We’re extracting titles faster than you can say “I’m the king of the world!” We’ve got our common title, we’re grouping the rare ones(because being a Countess doesn’t help much when the ship’s going down), and we’re doing a little title cleanup.

Now, let’s see what these titles tell us about survival:

# Calculate proportions
proportions = trn_df.groupby('Title')['Survived'].value_counts(normalize=True).rename('proportion').reset_index()

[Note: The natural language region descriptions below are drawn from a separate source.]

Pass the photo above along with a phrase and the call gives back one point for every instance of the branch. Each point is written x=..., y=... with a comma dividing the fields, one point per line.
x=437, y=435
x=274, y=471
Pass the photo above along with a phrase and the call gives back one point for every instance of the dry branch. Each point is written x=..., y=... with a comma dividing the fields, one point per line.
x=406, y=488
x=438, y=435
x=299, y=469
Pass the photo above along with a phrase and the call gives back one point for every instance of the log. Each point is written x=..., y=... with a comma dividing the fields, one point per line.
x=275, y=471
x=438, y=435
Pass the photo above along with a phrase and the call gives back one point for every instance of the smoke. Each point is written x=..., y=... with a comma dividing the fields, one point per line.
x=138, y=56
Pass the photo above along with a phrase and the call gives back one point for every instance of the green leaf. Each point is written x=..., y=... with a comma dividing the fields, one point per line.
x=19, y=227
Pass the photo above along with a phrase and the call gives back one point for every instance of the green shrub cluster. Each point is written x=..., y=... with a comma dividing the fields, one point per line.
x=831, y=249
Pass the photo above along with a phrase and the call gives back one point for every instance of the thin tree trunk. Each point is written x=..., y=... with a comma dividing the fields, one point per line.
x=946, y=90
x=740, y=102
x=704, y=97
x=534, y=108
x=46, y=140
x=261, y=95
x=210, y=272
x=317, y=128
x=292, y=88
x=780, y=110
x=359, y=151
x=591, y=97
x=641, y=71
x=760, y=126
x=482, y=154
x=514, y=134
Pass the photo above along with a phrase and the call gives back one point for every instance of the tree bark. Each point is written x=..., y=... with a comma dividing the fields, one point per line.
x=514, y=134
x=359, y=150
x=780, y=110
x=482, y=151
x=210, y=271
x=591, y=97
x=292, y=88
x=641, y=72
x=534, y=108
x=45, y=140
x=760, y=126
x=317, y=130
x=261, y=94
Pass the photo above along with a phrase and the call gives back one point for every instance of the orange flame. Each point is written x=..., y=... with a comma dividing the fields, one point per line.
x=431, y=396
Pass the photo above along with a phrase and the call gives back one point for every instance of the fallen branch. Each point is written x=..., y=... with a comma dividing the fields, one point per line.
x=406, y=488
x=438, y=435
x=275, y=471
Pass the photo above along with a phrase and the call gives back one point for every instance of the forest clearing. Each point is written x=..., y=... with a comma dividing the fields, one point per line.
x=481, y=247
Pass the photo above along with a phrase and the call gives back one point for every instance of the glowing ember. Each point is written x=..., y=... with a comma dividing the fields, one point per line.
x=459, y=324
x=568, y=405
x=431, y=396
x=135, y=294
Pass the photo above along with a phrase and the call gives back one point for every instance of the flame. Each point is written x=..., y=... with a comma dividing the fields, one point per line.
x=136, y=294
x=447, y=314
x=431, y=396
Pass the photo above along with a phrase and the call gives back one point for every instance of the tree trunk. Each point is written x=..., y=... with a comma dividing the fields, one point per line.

sns.barplot(x='Title', y='proportion', hue='Survived', data=proportions)
plt.title('Survival Rate by Title')
plt.xlabel('Title')
plt.ylabel('Proportion')
plt.show()

Holy shipwreck, Batman! look at those survival rates! Poor Mr.1 is going down with the ship, while Mss 2 and Mrs. 3 are living the best lifeboat life.

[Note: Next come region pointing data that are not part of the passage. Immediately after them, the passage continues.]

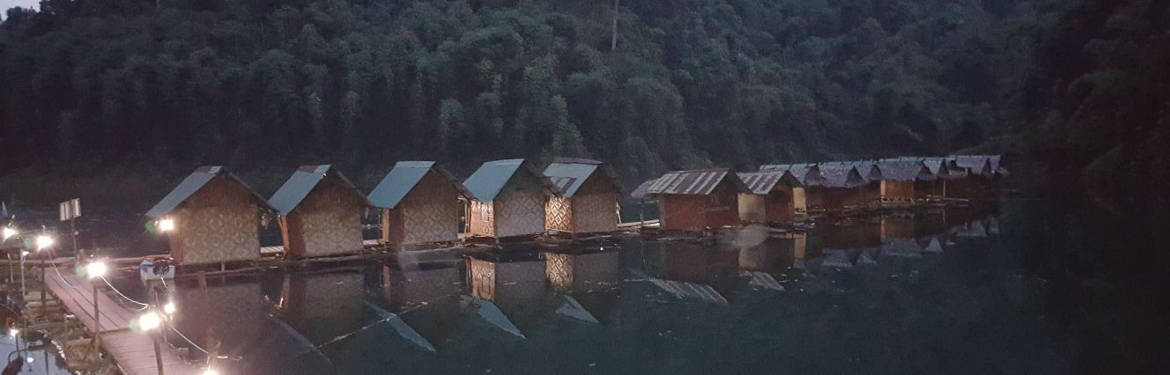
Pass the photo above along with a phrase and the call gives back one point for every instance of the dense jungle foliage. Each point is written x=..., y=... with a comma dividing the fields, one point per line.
x=100, y=88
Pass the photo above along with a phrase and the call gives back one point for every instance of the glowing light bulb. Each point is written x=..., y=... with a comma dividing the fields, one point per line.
x=150, y=320
x=166, y=224
x=8, y=231
x=43, y=241
x=96, y=269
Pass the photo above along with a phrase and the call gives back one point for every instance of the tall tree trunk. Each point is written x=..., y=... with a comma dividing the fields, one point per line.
x=613, y=41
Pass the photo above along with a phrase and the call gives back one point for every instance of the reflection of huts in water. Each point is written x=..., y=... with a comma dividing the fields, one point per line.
x=215, y=219
x=696, y=200
x=232, y=314
x=770, y=198
x=772, y=255
x=583, y=272
x=413, y=287
x=495, y=279
x=319, y=213
x=900, y=176
x=323, y=305
x=589, y=196
x=805, y=174
x=510, y=198
x=977, y=175
x=420, y=205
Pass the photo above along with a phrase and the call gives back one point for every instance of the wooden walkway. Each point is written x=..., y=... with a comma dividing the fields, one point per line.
x=133, y=352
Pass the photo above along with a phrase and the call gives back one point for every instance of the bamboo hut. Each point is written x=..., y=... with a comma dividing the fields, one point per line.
x=420, y=203
x=899, y=180
x=771, y=199
x=213, y=217
x=589, y=196
x=319, y=213
x=841, y=188
x=510, y=198
x=696, y=200
x=806, y=174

It captures important historical context about the Titanic disaster, particularly the “women and children first” policy during evacuation.

When we use this feature in our model, it should be able to learn these different survival probabilities associated with each title, potentially improving its predictive accuracy.

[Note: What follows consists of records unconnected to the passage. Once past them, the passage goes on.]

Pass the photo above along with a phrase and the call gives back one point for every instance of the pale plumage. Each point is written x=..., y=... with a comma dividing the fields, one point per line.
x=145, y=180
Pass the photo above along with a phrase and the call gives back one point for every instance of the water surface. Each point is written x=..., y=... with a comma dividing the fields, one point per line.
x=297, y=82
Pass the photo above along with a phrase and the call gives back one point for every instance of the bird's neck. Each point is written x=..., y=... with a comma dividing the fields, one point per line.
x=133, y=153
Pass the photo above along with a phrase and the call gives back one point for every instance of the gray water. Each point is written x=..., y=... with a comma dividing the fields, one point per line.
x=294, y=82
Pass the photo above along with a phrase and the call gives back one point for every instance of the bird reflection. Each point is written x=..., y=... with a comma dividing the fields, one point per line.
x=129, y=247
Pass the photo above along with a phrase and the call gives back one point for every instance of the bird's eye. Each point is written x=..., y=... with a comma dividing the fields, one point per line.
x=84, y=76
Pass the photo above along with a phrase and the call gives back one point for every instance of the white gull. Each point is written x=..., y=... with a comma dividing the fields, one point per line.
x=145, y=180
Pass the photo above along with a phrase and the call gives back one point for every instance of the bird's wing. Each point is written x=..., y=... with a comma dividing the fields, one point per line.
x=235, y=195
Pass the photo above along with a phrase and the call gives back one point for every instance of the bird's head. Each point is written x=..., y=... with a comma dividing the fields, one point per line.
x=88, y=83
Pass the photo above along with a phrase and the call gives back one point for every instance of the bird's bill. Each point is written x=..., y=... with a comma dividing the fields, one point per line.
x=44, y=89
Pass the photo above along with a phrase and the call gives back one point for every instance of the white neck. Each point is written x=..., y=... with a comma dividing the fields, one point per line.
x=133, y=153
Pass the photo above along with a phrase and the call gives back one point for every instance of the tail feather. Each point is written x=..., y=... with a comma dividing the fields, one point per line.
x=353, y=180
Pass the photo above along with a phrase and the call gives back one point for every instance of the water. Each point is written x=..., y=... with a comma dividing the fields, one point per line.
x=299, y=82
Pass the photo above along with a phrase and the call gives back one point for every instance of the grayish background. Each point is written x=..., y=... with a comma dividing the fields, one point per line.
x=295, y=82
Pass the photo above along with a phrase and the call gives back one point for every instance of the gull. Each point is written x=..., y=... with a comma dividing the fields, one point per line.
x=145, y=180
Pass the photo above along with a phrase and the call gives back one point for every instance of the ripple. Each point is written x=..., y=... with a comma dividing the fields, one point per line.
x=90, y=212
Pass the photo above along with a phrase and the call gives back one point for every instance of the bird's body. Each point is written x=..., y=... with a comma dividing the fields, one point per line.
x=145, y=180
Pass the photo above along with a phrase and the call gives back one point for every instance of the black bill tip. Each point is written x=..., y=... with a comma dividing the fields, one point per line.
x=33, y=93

Next, we’re gonna group these passengers by age

trn_df['AgeBin'] = pd.cut(trn_df['Age'], bins=[0, 12, 20, 40, 60, np.inf], labels=[1, 2, 3, 4, 5])

and for our grand finale, we’re gonna one-hot encode these categorical columns:

# one hot encode columns
trn_df = pd.get_dummies(trn_df, columns=["Sex", "Pclass", "Embarked", "AgeBin"], drop_first=True, dtype=float)

Alright that’s it, let’s write a function to do all of this for the life easier, because we also need to apply it to our test set so that we can make a proper prediction

def preprocess_data(df):
    age_imputer = KNNImputer(n_neighbors=5)
    df["Age"] = age_imputer.fit_transform(df[["Age", "Pclass", "SibSp", "Parch"]])[:, 0]
    modes = trn_df.mode().iloc[0]
    trn_df.fillna(modes, inplace=True)
    df["LogFare"] = np.log1p(df["Fare"])
    df["FamilySize"] = df["SibSp"] + df["Parch"] + 1
    df['IsAlone'] = (df['FamilySize'] == 1).astype(int)
    df['Title'] = df['Name'].str.extract(r' ([A-Za-z]+)\.', expand=False)
    rare_titles = ['Lady', 'Countess','Capt', 'Col', 'Don', 'Dr', 'Major', 'Rev', 'Sir', 'Jonkheer', 'Dona']
    df['Title'] = df['Title'].replace(rare_titles, 'Rare')
    df['Title'] = df['Title'].replace(['Mlle', 'Ms'], 'Miss')
    df['Title'] = df['Title'].replace('Mme', 'Mrs')
    title_mapping = {"Mr": 1, "Miss": 2, "Mrs": 3, "Master": 4, "Rare": 5}
    df['Title'] = df['Title'].map(title_mapping)
    df['AgeBin'] = pd.cut(df['Age'], bins=[0, 12, 20, 40, 60, np.inf], labels=[1, 2, 3, 4, 5])
    
    # One-hot encoding
    df = pd.get_dummies(df, columns=['Sex', 'Pclass', 'Embarked', 'AgeBin'], drop_first=True, dtype=float)
    return df

Finally, let’s round up our feature posse:

def get_columns(name):
    return [col for col in trn_df.columns if col.startswith(name)]
added_cols = get_columns(("Sex_", "Pclass", "Embarked_", "AgeBin_"))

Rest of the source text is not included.